しかし英雄は、右手をそっと差し出した。口元には笑みが浮かんでいた。立ち上がらせた対戦相手を残し、英雄は黙ってその場を去った。その背中を目で追いながら、七歳のミネルヴァは全身に鳥肌が立つのを感じた。以来、ずっとファンであり続けた。
まさか二十歳になって、その国家の英雄と結婚式を挙げることになるとは夢にも思わなかった。
結婚式当日、初めて対面した彼の背の高さは、想像を超えていた。隣に立って見上げると、首が痛くなりそうなほどだ。
元剣闘士でありながら男爵位を持つ男。戦場で大きな手柄を立てたことで王から爵位を与えられた。貴族の末席に座る男だ。
その名は、ディーノ・ナンニーニ。
「はじめまして、ミネルヴァです」
「ああ、ディーノだ。よろしく」
抑揚のない声だった。ミネルヴァの視線も避け、ウエディングドレスに一瞥もくれなかった。そのとき、ミネルヴァは悟った。自分はこの男にまったく関心を持たれていないと。
ディーノは前妻を亡くしてから二十年、独身を貫いていた。それを見かねた王が結婚を持ちかけ、何度か固辞したものの、遂に断れなくなったのだという。

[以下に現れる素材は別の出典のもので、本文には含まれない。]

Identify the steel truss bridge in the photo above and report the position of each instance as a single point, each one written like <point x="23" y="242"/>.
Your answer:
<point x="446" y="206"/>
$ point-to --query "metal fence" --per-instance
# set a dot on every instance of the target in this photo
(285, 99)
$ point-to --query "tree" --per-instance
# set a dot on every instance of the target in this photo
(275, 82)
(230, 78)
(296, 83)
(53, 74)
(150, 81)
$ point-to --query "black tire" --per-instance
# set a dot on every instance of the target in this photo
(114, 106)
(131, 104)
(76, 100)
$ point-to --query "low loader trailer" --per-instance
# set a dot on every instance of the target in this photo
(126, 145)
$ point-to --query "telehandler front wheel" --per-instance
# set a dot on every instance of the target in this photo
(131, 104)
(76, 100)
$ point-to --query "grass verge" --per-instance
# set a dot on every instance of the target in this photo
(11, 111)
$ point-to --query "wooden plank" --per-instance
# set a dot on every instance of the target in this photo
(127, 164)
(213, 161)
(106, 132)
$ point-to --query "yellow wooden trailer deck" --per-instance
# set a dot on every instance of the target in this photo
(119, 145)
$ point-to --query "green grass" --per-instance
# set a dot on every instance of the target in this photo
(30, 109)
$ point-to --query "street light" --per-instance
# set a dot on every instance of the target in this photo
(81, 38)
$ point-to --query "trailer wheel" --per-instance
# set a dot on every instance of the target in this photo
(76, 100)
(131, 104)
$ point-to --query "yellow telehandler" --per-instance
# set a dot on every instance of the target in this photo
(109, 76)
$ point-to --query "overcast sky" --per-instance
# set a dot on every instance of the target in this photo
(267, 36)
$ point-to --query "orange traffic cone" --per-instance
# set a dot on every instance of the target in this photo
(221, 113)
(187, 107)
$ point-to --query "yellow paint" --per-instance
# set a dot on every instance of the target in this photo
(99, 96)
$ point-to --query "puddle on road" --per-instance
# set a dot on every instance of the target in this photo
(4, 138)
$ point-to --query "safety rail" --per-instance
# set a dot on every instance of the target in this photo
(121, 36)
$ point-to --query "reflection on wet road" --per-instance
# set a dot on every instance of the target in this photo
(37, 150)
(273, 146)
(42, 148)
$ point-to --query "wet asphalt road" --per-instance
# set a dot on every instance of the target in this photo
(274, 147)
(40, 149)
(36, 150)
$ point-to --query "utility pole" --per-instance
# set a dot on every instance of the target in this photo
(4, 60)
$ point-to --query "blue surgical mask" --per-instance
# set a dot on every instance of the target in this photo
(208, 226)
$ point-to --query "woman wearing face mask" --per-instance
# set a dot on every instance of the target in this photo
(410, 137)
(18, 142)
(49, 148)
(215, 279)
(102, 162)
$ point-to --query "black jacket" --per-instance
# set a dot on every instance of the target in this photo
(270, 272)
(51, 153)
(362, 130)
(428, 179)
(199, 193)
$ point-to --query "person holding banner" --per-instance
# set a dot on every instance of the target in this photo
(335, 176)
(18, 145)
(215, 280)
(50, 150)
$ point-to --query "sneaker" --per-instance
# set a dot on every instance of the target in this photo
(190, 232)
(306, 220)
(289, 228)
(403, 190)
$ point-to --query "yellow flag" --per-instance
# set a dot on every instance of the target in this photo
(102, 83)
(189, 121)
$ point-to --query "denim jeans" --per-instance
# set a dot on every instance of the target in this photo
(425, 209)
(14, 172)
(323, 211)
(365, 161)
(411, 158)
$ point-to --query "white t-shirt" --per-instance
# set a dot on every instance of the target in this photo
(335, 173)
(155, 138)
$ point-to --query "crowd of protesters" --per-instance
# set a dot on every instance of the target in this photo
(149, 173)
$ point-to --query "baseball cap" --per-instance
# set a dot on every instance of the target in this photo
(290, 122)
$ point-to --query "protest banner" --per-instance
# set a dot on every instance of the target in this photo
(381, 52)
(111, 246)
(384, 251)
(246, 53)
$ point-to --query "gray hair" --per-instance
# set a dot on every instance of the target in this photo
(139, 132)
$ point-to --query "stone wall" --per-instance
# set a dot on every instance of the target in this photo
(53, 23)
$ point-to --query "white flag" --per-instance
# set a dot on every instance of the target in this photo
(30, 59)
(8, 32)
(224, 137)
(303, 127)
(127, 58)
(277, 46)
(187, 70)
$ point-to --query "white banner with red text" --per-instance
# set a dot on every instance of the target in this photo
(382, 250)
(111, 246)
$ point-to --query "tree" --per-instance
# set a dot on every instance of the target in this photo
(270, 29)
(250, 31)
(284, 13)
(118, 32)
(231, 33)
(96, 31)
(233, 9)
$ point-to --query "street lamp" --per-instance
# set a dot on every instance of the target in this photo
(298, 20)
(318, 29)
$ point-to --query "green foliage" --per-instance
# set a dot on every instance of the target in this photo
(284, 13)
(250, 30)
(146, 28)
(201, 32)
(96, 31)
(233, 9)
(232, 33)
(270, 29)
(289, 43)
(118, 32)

王都の大聖堂での結婚式は国民的な関心事となり、二人を一目見ようと数万人もの人々が広場に集まった。急遽、貴族院のバルコニーにディーノとミネルヴァが姿を現すことになった。
「おい見ろ、ディーノだ!」
「花嫁は綺麗だな! なんて豪華なウエディングドレスだ」
「お似合いの二人だ! 国家の英雄が幸せになってほんとによかった」
群衆の歓声が広場に満ちる中、ディーノは前を向いたままぼそっと言った。
「手を振りなさい。国民が期待している」
「あっ、はい」
「笑顔を忘れるな」
ミネルヴァは言われるまま、笑顔で手を振った。
箱馬車から降りたミネルヴァは、目の前に広がる邸宅の立派さに目を丸くした。男爵という身分には不相応なほどの豪邸だ。大勢の下僕たちが出迎えた。
その夜、寝室でディーノが口を開いた。
「緊張してるな」
「……はい」
先ほど入念な湯浴みを済ませたばかりだった。
「俺は四十五だ。二十歳の娘をあてがうとは王もむごいことをしたものだ。お前とは白い結婚だ。二年後、子が授からなかったと王に報告して離縁する。いいな」
宣言は唐突だった。ミネルヴァは言葉を失い、その場で固まった。
「私は……」
「言うな、口を閉じよ。俺は別室で寝る。この部屋はお前が自由に使うがいい」
ディーノはその巨躯を揺らしながら部屋を出て行った。新妻は与えられた寝台の上でひとり、声を殺して泣いた。
翌朝から、生殺しのような生活が始まった。下僕たちはミネルヴァを慇懃無礼に扱うだけで、やがて彼女は屋敷の空気のような存在になった。
来る日も来る日も、退屈な日々が続く。半年間、ミネルヴァはただのお飾りとして、その邸宅に存在していた。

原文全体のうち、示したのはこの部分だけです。